For now, when he could gain no benefit, he was potentially rich beyond even his own most greedy and most lurid dreams.
On the ridge above the camp he’d get up beside his crippled spaceship lay a strip of clay-cemented conglomerate that fairly reeked with diamonds. They lay scattered on the hillside, washed out by the weather; they were mixed liberally in the gravel of the tiny stream that wended through the valley. They could be picked up by the basket. They were of high quality; there were several, the size of human skulls, that probably were priceless.
Sherwood was of a hardy, rough and tumble breed. Once he became convinced of his situation he made the best of it. He made his camp into a home and laid in supplies—digging roots, gathering nuts, drying fish and making pemmican. If he was to be cast in the role of a Robinson Crusoe, he proposed to be at least comfortably well fed.

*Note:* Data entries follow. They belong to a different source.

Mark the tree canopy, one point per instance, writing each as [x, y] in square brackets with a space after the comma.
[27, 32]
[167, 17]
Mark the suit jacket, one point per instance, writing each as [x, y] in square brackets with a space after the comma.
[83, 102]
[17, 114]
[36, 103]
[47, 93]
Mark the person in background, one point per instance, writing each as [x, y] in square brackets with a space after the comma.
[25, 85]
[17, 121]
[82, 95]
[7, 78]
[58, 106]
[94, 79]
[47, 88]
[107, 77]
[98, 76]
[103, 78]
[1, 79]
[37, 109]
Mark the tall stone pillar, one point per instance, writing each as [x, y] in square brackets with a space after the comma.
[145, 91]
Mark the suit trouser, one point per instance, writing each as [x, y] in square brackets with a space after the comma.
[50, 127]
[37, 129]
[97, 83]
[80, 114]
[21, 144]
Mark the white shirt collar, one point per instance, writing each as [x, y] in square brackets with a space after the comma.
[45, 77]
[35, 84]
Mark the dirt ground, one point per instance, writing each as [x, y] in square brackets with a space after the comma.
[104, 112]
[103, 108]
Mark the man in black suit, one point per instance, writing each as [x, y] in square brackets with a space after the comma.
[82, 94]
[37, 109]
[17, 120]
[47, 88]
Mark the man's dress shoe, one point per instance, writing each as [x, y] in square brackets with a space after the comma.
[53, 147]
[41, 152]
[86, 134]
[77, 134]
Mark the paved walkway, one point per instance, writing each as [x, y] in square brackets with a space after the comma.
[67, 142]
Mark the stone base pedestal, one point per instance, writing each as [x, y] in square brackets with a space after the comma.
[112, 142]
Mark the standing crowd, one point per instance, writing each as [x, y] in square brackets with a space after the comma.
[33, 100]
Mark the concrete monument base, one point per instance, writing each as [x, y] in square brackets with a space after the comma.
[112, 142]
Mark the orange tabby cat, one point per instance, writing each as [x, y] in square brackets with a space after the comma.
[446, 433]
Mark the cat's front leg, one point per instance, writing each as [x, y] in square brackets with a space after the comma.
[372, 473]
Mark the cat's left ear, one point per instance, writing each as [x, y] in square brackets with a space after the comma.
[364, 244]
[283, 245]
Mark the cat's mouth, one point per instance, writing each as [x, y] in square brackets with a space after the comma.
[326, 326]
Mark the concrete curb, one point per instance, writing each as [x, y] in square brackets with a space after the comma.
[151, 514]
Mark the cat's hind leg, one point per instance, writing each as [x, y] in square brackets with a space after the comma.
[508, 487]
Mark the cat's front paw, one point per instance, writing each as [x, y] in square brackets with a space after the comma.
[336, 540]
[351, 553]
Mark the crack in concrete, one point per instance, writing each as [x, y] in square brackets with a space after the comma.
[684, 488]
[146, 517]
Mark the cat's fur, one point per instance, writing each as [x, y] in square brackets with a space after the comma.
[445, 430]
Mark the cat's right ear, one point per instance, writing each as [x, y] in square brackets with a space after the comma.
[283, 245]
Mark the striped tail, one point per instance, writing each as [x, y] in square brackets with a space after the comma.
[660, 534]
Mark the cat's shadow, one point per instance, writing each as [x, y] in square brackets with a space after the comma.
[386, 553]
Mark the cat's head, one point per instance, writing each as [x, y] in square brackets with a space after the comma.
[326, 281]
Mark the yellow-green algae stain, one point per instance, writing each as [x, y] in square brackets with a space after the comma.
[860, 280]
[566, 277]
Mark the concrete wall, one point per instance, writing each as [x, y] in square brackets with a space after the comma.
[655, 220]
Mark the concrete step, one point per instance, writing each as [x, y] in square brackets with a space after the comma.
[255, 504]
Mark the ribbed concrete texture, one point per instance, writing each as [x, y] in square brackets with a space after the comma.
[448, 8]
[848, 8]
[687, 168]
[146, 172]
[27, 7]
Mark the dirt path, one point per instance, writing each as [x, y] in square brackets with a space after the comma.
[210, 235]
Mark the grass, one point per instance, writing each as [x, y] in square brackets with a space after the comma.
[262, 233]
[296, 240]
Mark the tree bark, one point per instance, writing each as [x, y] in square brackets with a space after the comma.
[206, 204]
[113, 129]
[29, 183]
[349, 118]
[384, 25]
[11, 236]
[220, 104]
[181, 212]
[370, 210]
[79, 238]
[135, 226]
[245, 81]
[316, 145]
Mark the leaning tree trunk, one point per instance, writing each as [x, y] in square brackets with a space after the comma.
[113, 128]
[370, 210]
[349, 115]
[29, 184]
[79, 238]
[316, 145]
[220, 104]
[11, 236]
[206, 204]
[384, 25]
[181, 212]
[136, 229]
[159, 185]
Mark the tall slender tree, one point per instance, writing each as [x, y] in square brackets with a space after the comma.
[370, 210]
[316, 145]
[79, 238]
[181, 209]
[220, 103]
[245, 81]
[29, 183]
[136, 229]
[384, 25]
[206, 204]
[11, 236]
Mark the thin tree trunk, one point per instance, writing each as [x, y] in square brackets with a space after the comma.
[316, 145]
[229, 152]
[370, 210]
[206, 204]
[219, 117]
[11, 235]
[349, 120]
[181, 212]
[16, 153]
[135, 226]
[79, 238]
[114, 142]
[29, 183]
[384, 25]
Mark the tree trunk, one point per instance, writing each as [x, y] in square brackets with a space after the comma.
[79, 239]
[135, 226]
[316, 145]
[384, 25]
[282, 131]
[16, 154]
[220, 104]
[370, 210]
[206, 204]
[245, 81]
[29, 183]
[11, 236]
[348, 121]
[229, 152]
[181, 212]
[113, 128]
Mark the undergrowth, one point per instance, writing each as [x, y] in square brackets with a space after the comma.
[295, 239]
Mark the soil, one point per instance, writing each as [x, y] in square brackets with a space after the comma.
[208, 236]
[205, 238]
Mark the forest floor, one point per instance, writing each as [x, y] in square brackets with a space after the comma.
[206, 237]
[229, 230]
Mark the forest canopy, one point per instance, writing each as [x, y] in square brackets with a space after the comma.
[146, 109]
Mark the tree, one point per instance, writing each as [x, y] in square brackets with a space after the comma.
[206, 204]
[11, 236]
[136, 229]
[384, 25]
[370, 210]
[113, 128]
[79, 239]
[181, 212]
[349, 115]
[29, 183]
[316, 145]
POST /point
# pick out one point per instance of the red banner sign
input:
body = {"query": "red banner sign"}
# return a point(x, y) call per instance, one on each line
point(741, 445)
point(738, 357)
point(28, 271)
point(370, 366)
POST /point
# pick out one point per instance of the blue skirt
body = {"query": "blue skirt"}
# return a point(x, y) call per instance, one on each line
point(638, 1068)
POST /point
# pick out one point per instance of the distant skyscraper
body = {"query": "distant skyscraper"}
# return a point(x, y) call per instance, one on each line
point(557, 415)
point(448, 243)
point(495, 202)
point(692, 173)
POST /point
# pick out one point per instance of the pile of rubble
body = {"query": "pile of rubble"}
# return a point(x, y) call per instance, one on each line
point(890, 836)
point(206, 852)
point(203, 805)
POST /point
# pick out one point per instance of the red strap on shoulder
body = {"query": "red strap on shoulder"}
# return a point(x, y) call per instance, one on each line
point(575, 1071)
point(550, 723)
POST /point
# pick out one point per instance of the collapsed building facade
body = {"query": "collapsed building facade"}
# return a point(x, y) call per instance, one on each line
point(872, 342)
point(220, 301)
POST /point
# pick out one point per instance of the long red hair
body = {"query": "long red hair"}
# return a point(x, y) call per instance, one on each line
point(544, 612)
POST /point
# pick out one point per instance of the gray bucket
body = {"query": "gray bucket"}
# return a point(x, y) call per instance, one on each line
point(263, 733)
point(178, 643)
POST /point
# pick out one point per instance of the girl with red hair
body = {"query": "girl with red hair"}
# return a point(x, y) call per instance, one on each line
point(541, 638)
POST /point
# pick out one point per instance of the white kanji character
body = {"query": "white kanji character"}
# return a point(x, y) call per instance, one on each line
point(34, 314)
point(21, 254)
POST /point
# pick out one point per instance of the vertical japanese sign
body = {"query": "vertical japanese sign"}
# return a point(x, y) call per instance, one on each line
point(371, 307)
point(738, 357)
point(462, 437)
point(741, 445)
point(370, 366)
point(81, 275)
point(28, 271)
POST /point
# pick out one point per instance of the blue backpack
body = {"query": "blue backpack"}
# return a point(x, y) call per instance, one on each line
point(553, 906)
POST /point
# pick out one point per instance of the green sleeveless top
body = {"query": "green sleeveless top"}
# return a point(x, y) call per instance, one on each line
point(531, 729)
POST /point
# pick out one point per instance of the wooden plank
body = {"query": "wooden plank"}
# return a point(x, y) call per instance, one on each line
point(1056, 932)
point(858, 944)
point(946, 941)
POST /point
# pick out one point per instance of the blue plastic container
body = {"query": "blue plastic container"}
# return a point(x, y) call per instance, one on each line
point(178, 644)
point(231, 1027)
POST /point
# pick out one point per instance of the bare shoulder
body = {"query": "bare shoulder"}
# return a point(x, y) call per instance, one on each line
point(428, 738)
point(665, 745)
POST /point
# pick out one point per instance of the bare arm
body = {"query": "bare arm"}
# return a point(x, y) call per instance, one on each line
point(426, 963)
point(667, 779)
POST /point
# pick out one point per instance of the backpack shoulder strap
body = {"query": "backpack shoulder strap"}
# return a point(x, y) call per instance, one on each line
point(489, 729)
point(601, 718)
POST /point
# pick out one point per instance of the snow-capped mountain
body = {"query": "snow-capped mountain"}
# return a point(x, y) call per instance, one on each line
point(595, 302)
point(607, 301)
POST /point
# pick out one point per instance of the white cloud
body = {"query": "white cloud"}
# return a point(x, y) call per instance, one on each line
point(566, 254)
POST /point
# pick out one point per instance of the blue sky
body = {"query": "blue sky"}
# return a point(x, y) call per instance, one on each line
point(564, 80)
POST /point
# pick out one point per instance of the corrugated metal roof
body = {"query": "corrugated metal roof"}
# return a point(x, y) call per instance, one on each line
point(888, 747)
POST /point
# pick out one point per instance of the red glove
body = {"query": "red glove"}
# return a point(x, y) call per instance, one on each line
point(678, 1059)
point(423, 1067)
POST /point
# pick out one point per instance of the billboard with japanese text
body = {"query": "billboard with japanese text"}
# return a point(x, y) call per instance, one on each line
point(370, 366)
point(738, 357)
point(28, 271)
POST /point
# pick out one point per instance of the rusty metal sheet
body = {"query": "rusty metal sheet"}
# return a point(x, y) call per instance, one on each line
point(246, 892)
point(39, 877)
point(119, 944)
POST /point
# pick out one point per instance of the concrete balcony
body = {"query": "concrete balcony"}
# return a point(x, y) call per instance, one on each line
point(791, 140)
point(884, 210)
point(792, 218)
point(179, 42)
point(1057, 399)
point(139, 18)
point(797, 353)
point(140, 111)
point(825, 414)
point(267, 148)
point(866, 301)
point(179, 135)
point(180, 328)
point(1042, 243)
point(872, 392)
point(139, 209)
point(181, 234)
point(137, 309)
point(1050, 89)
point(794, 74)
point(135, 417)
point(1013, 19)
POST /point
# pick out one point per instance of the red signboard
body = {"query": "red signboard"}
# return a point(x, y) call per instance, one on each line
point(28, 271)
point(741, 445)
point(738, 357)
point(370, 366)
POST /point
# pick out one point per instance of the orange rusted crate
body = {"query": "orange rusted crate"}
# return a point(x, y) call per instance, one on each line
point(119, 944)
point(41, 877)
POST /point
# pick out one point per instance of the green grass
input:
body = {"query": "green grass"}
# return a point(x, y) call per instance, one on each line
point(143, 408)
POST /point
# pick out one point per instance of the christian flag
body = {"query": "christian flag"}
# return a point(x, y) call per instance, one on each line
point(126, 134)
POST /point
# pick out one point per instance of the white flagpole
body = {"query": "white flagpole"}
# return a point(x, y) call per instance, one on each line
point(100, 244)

In his spare time he gathered diamonds, dumping them in a pile outside his shack. And in the idle afternoons or the long evenings, he sat beside his campfire and sorted them out—washing them free of clinging dirt and grading them according to their size and brilliance. The very best of them he put into a sack, designed for easy grabbing if the time should ever come when he might depart the planet.
Not that he had any hope this would come about.
Even so, he was a man who planned against contingencies. He always tried to have some sort of loophole. Had this not been the case, his career would have ended long before, at any one of a dozen times or places. That it apparently had come to an end now could be attributed to a certain lack of foresight in not carrying a full complement of spare parts. Although perhaps this was understandable, since never before in the history of space flight had that particular valve which now spelled out Sherwood’s doom ever misbehaved.
Perhaps it was well for him that he was not an introspective man. If he had been given to much searching thought, he might have found himself living with his past, and there were places in his past that were far from pretty.
He was lucky in many other ways, of course. The planet was not a bad one, a sort of New England planet with a rocky, tumbled terrain, forested by scrubby trees and distinctly terrestrial. He might just as easily have been marooned upon a jungle planet or one of the icy planets or any of another dozen different kinds that were not tolerant of life.
So he settled in and made the best of it and didn’t even bother to count off the days. For he knew what he was in for.
He counted on no miracle.
The miracle he had not counted on came late one afternoon as he sat, cross-legged, sorting out his latest haul of priceless diamonds.
The great black ship came in from the east across the rolling hills. It whistled down across the ridges and settled to the ground a short distance from Sherwood’s crippled ship and his patched-together shack.
It was no patrol vessel, although in his position, Sherwood would have welcomed even one of these. It was a kind of ship he’d never seen before. It was globular and black and it had no identifying marks on it.
He leaped to his feet and ran toward the ship. He waved his arms in welcome and whooped with his delight. He stopped a hundred feet away when he felt the first whiff of the heat that had been picked up by the vessel’s hull in its plunge through atmosphere.
“Hey, in there!” he yelled.
And the Ship spoke to him. “You need not yell,” it told him. “I can hear you very well.”
“Who are you?” asked Sherwood.
“I am the Ship,” the voice told him.
“Quit fooling around,” yelled Sherwood, “and tell me who you are.”
For the sort of answer it had given was foolishness. Of course it was the ship. It was someone in the ship, talking to him through a speaker in the hull.
“I have told you,” said the Ship. “I am the Ship.”
“But there is someone speaking to me.”
“The ship is speaking to you.”
“All right, then,” said Sherwood. “If you want it that way, it’s okay with me. Can you take me out of here? My radio is broken and my ship disabled.”
“Perhaps I can,” said the Ship. “Tell me who you are.”
Sherwood hesitated for a moment, and then he told who he was, quite truthfully. For it suddenly had occurred to him that this ship was as much an outlaw as he was himself. It had no markings and all ships must have markings.
“You say you left your last port without proper clearance?”
“Yes,” said Sherwood. “There were certain circumstances.”
“And no one knows where you are? No one’s looking for you?”
“How could they?” Sherwood asked.
“Where do you want to go?”
“Just anywhere,” said Sherwood. “I have no preference.”
For even if they should land him somewhere where he had no wish to be, he still would have a running chance. On this planet he had no chance at all.
“All right,” said the ship. “You can come aboard.”
A hatch came open in the hull and a ladder began running out.
“Just a second,” Sherwood shouted. “I’ll be right there.”
He sprinted to the shack and grabbed his sack of the finest diamonds, then legged it for the ship. He got there almost as soon as the ladder touched the ground.
The hull still was crackling with warmth, but Sherwood swarmed up the ladder, paying no attention.
He was set for life, he thought. Unless—
And then the thought struck him that they might take the diamonds from him. They could pretend it was payment for his passage. Or they could simply take them without an excuse of any sort at all.